The term Medicaid planning encompasses a wide variety of services provided by an equally wide variety of professionals and volunteers. A general definition of Medicaid planning is any assistance provided to a potential Medicaid applicant in advance of and in preparation for their Medicaid application. Medicaid planning can be as simple as assistance with the collection and preparation of documents or as complicated as a complete re-structuring of one’s financial assets.

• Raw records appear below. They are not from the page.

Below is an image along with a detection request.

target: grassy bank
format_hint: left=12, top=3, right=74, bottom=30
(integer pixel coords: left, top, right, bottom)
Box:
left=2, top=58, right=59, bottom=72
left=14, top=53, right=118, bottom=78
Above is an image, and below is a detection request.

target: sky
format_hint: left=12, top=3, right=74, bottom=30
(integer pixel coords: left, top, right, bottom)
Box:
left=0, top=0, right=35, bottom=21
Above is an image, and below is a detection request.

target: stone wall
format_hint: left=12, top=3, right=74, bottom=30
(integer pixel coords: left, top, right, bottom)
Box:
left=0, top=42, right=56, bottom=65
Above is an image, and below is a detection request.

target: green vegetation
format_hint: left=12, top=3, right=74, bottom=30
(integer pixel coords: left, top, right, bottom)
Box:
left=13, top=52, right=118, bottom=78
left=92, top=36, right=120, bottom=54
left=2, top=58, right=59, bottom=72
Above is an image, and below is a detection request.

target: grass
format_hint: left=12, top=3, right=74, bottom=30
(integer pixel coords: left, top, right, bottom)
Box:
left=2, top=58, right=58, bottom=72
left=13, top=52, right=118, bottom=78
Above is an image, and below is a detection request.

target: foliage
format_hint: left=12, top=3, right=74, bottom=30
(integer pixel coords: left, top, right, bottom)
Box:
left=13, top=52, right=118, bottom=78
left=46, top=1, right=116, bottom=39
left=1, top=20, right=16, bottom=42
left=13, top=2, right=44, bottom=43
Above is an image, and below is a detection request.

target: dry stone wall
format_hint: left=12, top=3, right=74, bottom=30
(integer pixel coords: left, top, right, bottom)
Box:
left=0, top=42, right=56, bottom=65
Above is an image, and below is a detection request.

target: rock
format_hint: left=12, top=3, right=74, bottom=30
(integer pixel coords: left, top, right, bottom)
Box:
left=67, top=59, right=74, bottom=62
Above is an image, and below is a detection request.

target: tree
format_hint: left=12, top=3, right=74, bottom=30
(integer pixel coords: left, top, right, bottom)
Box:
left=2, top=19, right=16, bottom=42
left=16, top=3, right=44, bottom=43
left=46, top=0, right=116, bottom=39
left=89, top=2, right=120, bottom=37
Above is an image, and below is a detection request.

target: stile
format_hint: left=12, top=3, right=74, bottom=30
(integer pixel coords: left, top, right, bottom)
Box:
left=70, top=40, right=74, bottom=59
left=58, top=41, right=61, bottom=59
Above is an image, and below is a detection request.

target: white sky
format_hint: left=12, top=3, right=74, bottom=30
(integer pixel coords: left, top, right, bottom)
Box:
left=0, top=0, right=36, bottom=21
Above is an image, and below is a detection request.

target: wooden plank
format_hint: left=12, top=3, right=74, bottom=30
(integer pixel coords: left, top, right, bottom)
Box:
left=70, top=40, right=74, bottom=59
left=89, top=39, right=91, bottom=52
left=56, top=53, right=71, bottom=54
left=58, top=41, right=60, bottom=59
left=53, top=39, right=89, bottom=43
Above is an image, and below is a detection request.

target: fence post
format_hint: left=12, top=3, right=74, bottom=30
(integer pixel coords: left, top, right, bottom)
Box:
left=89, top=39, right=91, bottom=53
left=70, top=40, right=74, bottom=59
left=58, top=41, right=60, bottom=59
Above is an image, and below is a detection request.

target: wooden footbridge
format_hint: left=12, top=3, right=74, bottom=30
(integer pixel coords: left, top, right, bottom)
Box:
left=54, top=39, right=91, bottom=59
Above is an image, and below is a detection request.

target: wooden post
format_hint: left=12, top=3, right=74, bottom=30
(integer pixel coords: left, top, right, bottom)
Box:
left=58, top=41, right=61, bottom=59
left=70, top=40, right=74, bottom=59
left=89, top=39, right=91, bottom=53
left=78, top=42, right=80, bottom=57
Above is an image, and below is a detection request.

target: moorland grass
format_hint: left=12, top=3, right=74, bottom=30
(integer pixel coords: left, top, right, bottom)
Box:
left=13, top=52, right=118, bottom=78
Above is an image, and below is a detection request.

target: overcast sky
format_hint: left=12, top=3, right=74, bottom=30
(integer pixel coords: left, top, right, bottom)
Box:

Much of the complexity associated with Medicaid planning occurs when individual’s monthly income or resources are near, or over, the financial eligibility limits. Incomes can be converted into pooled income or Miller trusts and resources in excess can be converted into non-countable assets. However, these transactions require legal and financial expertise. For example, not all states allow seniors to convert their excess income into pooled income trusts, and in those states, doing so may result in Medicaid ineligibility. One other major complicating factor is when one spouse requires long-term care and the other can live independently.

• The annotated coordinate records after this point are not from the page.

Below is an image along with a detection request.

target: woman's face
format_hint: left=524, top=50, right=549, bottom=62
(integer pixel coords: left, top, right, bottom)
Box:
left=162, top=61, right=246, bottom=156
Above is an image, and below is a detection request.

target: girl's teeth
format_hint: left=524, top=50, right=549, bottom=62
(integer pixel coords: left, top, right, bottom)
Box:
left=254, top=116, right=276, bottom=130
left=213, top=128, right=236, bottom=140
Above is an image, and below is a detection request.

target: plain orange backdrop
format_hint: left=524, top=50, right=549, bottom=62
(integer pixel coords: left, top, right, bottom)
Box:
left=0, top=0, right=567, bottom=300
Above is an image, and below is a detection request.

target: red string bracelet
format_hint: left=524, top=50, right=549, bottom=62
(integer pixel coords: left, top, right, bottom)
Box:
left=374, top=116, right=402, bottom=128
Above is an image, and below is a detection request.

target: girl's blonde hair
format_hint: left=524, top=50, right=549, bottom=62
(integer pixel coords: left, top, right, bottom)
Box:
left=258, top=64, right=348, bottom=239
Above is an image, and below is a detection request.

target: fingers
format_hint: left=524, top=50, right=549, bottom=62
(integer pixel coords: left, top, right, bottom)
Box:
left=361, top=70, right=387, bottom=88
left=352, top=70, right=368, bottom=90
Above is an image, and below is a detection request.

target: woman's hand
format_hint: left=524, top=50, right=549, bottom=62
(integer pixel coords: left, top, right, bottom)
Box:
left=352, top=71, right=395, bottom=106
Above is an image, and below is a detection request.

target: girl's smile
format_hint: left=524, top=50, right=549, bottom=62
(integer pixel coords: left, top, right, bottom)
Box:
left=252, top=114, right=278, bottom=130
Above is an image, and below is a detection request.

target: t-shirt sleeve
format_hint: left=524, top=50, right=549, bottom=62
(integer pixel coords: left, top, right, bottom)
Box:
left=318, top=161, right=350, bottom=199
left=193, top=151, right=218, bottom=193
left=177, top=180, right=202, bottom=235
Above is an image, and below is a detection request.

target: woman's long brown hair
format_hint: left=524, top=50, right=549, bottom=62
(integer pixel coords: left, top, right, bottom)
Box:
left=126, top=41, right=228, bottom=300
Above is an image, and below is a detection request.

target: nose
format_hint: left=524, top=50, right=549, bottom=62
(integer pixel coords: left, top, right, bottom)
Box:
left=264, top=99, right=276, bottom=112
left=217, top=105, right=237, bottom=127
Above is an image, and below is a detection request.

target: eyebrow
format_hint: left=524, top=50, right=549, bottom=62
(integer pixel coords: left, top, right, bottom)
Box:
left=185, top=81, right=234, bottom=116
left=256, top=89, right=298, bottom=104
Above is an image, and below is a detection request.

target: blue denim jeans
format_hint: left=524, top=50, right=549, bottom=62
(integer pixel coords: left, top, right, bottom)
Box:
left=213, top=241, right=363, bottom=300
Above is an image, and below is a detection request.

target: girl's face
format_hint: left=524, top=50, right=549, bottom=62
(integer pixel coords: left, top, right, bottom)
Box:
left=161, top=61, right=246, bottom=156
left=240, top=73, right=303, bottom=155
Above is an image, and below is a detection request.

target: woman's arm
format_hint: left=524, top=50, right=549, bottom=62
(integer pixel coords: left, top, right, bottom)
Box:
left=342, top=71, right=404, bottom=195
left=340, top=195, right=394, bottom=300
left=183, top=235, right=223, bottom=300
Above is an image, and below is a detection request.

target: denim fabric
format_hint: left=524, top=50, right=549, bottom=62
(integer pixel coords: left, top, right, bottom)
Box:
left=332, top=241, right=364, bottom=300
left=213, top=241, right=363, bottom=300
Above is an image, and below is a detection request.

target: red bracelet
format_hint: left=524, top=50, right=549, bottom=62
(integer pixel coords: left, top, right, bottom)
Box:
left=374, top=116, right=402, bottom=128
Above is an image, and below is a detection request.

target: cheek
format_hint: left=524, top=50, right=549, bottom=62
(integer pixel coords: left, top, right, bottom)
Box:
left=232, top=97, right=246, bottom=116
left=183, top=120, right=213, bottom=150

The expense of nursing home care — which ranges from $5,000 to $8,000 a month or more — can rapidly deplete the lifetime savings of elderly couples. In 1988, Congress enacted provisions to prevent what has come to be called “spousal impoverishment,” leaving the spouse who is still living at home in the community with little or no income or resources. These provisions help ensure that this situation will not occur and that community spouses are able to live out their lives with independence and dignity.